Biophilia is a term that literally means love of nature. Stephen Kellert, who worked with E.O. Wilson wrote that biophilia is “a complex of weak genetic tendencies to value nature that are instrumental in human physical, material, emotional, intellectual, and moral wellbeing. Because biophilia is rooted in human biology and evolution, it presents an argument for conserving nature based on long-term self-interest.”

Obviously you can get some nature when you visit, you know, nature. But we need nature in our everyday lives – which is why it’s so important to bring nature into the built environment. According to the Environmental Protection Agency, the average American spends 93% of their life indoors.


We get an accumulative one half of one day outside each week.


Thankfully architects, owners, and developers are getting wise to the power of nature, which is why biophilia is trending. Because more people are spending more time in cities, there is a chance that they will lose that important and powerful human-nature connection that Wilson and Kellert identified.

We need to create new interactions between people and nature in order to achieve the “happiness effect” that spending time in the natural world provides.

How?
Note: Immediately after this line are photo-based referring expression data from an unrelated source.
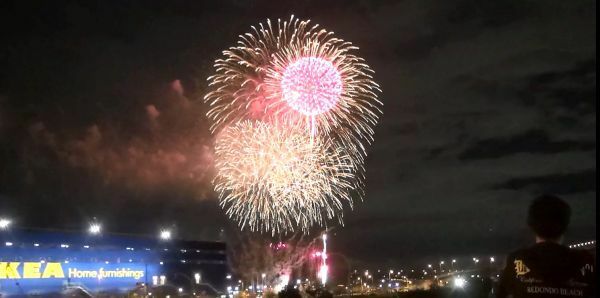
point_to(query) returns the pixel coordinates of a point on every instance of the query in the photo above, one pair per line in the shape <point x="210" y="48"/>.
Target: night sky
<point x="486" y="104"/>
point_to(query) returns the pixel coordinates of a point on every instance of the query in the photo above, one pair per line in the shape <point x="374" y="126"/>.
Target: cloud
<point x="564" y="184"/>
<point x="534" y="141"/>
<point x="166" y="148"/>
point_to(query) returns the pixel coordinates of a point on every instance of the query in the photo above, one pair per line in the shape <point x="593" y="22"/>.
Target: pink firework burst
<point x="311" y="85"/>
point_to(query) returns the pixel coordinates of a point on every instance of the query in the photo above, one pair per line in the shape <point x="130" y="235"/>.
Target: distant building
<point x="34" y="262"/>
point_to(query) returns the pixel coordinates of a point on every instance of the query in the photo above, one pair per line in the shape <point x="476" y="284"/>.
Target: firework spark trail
<point x="250" y="82"/>
<point x="270" y="177"/>
<point x="293" y="109"/>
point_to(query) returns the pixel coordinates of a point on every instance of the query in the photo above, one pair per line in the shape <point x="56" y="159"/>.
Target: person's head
<point x="549" y="217"/>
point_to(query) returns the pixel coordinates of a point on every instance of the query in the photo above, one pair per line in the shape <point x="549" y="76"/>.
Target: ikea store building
<point x="50" y="263"/>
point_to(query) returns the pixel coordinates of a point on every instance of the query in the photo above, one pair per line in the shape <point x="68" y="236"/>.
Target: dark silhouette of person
<point x="548" y="268"/>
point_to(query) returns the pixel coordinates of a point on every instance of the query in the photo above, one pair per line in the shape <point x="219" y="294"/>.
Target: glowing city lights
<point x="459" y="282"/>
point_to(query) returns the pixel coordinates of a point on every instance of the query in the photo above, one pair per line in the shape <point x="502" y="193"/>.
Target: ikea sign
<point x="46" y="270"/>
<point x="38" y="278"/>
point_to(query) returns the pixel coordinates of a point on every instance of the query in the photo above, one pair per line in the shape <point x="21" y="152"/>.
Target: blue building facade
<point x="35" y="262"/>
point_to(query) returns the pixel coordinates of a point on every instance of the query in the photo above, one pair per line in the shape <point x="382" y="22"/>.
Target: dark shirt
<point x="548" y="270"/>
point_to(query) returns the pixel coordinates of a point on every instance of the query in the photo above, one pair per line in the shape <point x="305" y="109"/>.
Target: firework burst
<point x="298" y="72"/>
<point x="275" y="177"/>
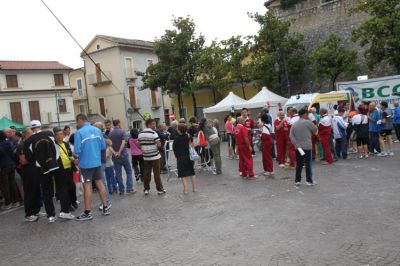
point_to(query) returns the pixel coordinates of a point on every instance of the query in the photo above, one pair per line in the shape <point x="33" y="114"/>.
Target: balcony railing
<point x="99" y="79"/>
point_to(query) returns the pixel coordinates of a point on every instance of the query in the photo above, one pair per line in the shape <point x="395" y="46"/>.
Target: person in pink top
<point x="137" y="155"/>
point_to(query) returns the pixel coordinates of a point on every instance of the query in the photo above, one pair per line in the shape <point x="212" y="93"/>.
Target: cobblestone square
<point x="350" y="218"/>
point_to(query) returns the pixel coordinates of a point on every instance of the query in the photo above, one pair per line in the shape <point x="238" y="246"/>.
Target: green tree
<point x="277" y="56"/>
<point x="213" y="69"/>
<point x="240" y="69"/>
<point x="177" y="69"/>
<point x="331" y="59"/>
<point x="381" y="32"/>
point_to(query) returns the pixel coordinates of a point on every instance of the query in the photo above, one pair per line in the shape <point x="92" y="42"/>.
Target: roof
<point x="32" y="65"/>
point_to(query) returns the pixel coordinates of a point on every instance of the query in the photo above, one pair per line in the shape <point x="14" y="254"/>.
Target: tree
<point x="331" y="59"/>
<point x="238" y="61"/>
<point x="177" y="69"/>
<point x="277" y="56"/>
<point x="381" y="32"/>
<point x="214" y="69"/>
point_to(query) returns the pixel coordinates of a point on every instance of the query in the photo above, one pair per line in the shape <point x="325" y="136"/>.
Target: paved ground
<point x="350" y="218"/>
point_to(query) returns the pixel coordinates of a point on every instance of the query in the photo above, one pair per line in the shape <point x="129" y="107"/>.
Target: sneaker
<point x="101" y="207"/>
<point x="66" y="215"/>
<point x="51" y="219"/>
<point x="6" y="207"/>
<point x="106" y="211"/>
<point x="84" y="217"/>
<point x="31" y="218"/>
<point x="161" y="192"/>
<point x="15" y="204"/>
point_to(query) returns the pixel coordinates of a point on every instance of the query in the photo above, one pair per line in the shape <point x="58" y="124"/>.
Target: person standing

Here are some introductory concepts:

  • Look to environmental features like sunlight, water, plants, animals, and natural materials.
  • Bring in natural forms like botanical motifs, arches, domes, and biomimicry.
  • Incorporate natural patterns and processes such as multi-sensory experiences, patina, patterned wholes, and organized ratios and scales.
  • And finally, there is light and space – natural light is invigorating and supports the body’s natural rhythms, use filtered light, light pools, open spaces, and spatial variability.

You don’t have to create an indoor jungle to serve up a biophilic experience. Look at the Park, designed by Gensler in partnership with Paladino for The Tower at PNC Plaza – building tenants are able to get off of an elevator and step into a skyrise park. While it’s indoors, the temperatures follow natural variability to mimic the outside climate, it allows a visual connection to nature, abundant natural light, indoor plantings, beautiful views of nature, including Pittsburgh’s signature three rivers.

“The Park” at the Tower at PNC Plaza, Pittsburgh

Nature is multisensory, and so should be the spaces we design. Use intentional design features to give people something to touch, smell, hear, and see. I leave taste to you. Instead of overcoming the impact of fluorescent lighting on the body’s natural rhythms, offer circadian lighting. Heal the chasm between our most natural selves and the artifice of the built environment.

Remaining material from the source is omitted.